As Sophocles wrote 2,500 years ago in the play Antigone (and which Malcolm Lowry in his immortal book Under the Volcano added as a preface): ‘Wonders are many, and none is more wonderful than man; the power that crosses the white sea, driven by the stormy south wind, making a path under surges that threaten to engulf him; and Earth, the eldest of the gods, the immortal, unwearied, doth he wear, turning the soil with the offspring of horses, as the ploughs go to and fro from year to year. And the light-hearted race of birds, and the tribes of savage beasts, and the sea-brood of the deep, he snares in the meshes of his woven toils, he leads captive, man excellent in wit. And he masters by his arts the beast whose lair is in the wilds, who roams the hills; he tames the horse of shaggy mane, he puts the yoke upon its neck, he tames the tireless mountain bull. And speech, and wind-swift thought, and all the moods that mould a state, hath he taught himself; and how to flee the arrows of the frost, when it is hard lodging under the clear sky, and the arrows of the rushing rain; yea, he hath resource for all; without resource he meets nothing that must come; only against Death shall he call for aid in vain; but from baffling maladies he hath devised escape.’
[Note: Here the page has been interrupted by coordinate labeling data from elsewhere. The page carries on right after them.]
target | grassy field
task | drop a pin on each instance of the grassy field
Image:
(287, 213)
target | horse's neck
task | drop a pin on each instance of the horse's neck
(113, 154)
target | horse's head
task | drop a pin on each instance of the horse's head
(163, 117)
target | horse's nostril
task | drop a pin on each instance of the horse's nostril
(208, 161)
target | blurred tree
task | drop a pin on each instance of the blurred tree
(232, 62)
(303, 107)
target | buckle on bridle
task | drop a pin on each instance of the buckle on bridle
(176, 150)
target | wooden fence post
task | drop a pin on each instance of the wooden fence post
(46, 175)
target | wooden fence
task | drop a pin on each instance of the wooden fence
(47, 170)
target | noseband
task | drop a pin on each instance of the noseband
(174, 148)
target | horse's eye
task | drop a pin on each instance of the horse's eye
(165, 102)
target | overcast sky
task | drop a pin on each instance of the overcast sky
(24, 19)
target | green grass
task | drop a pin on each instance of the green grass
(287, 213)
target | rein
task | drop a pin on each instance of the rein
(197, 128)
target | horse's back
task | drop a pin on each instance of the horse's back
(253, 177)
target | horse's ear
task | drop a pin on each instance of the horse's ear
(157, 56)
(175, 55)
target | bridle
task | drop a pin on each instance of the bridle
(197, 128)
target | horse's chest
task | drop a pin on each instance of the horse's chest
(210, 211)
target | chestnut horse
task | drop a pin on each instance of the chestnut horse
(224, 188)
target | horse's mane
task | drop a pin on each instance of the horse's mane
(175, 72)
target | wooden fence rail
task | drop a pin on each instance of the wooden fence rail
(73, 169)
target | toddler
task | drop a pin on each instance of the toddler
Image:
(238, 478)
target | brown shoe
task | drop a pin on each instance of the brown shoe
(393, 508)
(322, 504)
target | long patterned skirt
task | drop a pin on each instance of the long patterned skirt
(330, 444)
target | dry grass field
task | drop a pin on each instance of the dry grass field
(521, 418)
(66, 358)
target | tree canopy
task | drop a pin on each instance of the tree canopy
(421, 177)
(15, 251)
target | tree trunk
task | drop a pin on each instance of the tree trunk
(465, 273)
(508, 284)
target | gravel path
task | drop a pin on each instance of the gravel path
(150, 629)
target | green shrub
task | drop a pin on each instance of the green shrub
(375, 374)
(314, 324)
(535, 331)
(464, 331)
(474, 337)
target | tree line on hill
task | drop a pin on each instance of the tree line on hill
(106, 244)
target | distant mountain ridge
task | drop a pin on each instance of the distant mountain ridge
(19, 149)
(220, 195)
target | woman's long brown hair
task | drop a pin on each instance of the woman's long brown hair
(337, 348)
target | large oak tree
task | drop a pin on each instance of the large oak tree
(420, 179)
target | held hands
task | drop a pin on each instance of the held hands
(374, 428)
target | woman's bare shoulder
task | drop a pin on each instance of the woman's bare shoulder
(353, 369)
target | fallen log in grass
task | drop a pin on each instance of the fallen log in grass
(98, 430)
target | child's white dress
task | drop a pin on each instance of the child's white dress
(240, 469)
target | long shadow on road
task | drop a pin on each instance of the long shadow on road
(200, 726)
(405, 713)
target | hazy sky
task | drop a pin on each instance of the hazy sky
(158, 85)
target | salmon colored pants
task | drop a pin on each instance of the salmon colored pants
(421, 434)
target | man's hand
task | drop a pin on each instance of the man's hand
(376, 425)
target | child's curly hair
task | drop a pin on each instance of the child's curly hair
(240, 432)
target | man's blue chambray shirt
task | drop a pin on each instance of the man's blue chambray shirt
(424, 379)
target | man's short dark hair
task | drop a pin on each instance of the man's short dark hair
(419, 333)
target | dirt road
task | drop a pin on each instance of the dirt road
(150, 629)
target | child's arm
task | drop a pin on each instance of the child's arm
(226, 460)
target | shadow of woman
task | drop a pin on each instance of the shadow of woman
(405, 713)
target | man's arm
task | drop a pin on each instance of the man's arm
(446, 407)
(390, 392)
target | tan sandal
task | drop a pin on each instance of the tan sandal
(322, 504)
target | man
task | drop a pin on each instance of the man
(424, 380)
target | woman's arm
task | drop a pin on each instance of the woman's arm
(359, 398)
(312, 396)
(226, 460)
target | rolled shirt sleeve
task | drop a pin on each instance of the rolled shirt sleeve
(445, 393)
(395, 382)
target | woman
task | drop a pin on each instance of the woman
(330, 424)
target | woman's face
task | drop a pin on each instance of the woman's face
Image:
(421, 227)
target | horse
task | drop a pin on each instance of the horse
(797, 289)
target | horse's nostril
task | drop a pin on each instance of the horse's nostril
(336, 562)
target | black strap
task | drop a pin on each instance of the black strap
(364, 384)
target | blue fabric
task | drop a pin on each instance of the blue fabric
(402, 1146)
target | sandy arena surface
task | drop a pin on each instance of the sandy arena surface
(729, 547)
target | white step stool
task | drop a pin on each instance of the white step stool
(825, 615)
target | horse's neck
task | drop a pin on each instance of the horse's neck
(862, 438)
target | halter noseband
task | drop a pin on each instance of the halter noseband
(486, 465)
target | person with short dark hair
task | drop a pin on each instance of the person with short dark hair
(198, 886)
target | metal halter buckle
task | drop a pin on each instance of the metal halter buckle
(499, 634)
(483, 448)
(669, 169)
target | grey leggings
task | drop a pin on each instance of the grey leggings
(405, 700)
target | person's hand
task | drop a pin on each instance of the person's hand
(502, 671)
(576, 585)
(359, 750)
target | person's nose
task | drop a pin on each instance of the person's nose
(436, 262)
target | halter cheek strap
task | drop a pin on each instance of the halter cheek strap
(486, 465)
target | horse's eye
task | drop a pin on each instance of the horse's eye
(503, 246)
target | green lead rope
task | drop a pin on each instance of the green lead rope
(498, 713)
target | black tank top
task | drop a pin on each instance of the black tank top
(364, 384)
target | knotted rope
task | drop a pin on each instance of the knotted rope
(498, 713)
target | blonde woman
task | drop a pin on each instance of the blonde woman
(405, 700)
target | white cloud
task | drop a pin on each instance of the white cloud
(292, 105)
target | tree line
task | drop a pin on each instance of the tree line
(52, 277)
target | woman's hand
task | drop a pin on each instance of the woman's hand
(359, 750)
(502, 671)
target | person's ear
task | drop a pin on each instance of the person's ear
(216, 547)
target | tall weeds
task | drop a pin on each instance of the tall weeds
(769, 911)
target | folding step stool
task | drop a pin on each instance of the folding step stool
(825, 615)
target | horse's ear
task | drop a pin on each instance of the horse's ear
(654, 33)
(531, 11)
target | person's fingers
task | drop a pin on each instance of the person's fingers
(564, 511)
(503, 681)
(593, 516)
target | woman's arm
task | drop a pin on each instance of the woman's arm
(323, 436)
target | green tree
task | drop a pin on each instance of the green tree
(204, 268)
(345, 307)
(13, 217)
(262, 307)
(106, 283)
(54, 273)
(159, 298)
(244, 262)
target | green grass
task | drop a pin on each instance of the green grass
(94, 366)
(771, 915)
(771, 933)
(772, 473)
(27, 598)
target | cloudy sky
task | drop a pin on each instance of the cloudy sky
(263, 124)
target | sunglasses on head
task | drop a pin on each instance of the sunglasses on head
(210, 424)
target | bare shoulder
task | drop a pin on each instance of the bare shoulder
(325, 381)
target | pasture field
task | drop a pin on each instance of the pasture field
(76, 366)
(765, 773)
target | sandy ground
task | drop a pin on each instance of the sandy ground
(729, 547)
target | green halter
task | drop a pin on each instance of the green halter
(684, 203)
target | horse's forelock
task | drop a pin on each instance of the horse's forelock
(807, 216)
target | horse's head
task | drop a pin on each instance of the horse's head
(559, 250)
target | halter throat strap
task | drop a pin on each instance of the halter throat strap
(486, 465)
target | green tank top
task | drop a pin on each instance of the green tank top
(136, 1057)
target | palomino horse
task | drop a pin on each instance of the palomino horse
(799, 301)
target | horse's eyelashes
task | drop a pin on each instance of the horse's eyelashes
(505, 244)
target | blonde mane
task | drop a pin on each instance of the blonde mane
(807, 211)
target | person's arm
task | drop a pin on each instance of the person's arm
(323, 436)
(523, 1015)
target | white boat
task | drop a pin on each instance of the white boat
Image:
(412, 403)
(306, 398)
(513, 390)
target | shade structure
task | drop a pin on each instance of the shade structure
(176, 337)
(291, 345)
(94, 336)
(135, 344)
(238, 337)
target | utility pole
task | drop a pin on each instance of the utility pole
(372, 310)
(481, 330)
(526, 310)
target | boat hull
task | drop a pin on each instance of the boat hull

When corpses are given up in stray waters, it is imagery harking back to an ancient India, of callous kings, famines and ruin, tipping into its own vast destitution
I found myself in Kerala in early April, in my native village 12 kilometres from the town of Palakkad, just as Mumbai announced the first lockdown. Soon, the wave was just as overpowering there. Opposite where I stayed was a family, tenants of a small one-room home about 10 metres away. The father sold chocolates for a living. One day we learnt that he had tested positive. He had fever and a cough. The couple sent their little boy away to a relative’s home. The wife stayed back to take care of the man. Within two days, she was also coughing. Neighbours supplied them food and water through a long hose from a pipe. Outside that little home, you could hear the silence. It was stifling hot in the Kerala summer but their doors and windows remained closed. They were model patients. After two weeks, the window opened. They still didn’t come out. A few days later, they sought permission from neighbours to enter the world again. Then the door opened. One day, as I looked at the house, their little boy and his sounds filled the air. He was sitting outside and speaking to imaginary friends as little boys do. This baffling malady also has its escape written into it.